A decir verdad, salvo por los corifeos de este Gobierno, nadie podría defender en serio la idoneidad de este Consejo de Ministros. Comenzando por su líder. El señor Torres, como hemos advertido desde este Diario, representa una amenaza para la institucionalidad del país. ¿De qué otra forma podría considerarse, si no, a una persona que urdió la remoción de un procurador general como una forma de represalia por denunciar al presidente, que mantiene una ceguera voluntaria y sistemática frente a las acusaciones que penden sobre sus ministros y que prohibió que la prensa formulara preguntas sobre determinados temas durante una conferencia, entre tantas otras cosas?
Además, con Torres se suma una cuota de cinismo. Ayer, por ejemplo, afirmó que “un gobierno que busca la justicia social” no puede ignorar “la lucha contra la violencia hacia las mujeres y los integrantes del grupo familiar” y hasta lució un pin con el símbolo femenino durante su alocución, cuando a lo largo de cuatro gabinetes ha compartido mesa con ministros denunciados por agresión contra parejas, exparejas o hijas, sin formular una sola queja (a contracorriente de lo que hicieron otros ministros), y cuando no parece preocuparle el hecho de presidir un consejo compuesto por solo tres ministras de un total de 19 fajines.
Agitó también las cifras de vacunados contra el COVID-19, pero se le olvidó mencionar que dichos números fueron posibles gracias al trabajo de profesionales probos y dedicados en el sector que comenzaron a emigrar luego de que colocara en el Ministerio de Salud a una persona que sugería el uso de ivermectina y azitromicina para el coronavirus, que promocionaba un agua cuyo consumo produciría supuestos beneficios que la ciencia no respalda y que publicitaba de manera engañosa un método de detección del cáncer “en un minuto”.

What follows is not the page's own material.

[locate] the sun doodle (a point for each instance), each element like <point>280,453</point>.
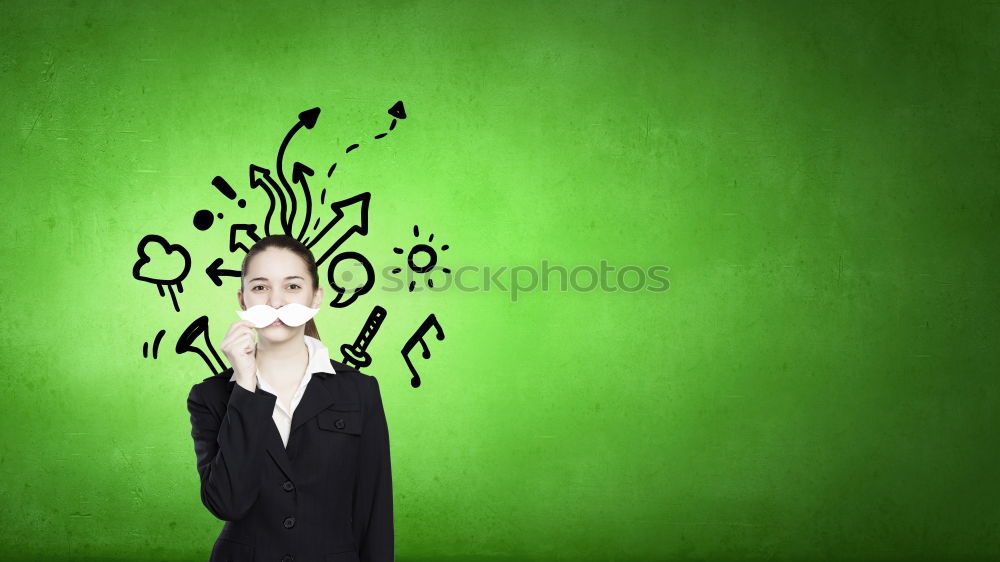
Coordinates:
<point>424,253</point>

Adelantó, asimismo, que tomarán medidas para garantizar “la idoneidad en el acceso y ejercicio de la función pública”, cuando lleva en su Gabinete a ministros que en ninguna administración medianamente decente alcanzarían los cargos que ostentan en este Gobierno. Entre ellos, destacan los ministros de Transportes y Comunicaciones y Energía y Minas. El primero de ellos es, en buena cuenta, un apéndice del inefable y defenestrado Juan Francisco Silva, el embajador de las combis y los colectiveros, mientras que el segundo ni siquiera cumplía con el perfil para desempeñarse como director regional de Energía y Minas en Junín, según advirtió la contraloría, y ha terminado nombrado nada menos que como cabeza de dicho sector en todo el país.
Y la lista podría seguir, pero, a decir verdad, por mucho menos un Gabinete ya habría recibido la censura del Congreso. En este último, sin embargo, ciertas bancadas parecen no haber sido notificadas de los vicios de este equipo ministerial que todo el país conoce.
Por supuesto que al gobierno de Castillo, tal y como reveló el fugaz Héctor Valer, la probabilidad de que el Parlamento rechace una de las dos cuestiones de confianza que puede denegar antes de que corra el riesgo de ser disuelta por el Ejecutivo no le genera ninguna molestia. Pero ello no puede traducirse en una abdicación de sus funciones de fiscalización y, mucho menos, en permitir que los peruanos tengamos un equipo de ministros compuestos desde su cabeza y en una abrumadora mayoría por funcionarios tan evidentemente descalificados para esa labor.
Y si bien el Ejecutivo es el responsable principal por ofrecerle a los ciudadanos un Gabinete insostenible, los legisladores que decidan darle la confianza serán corresponsables por este.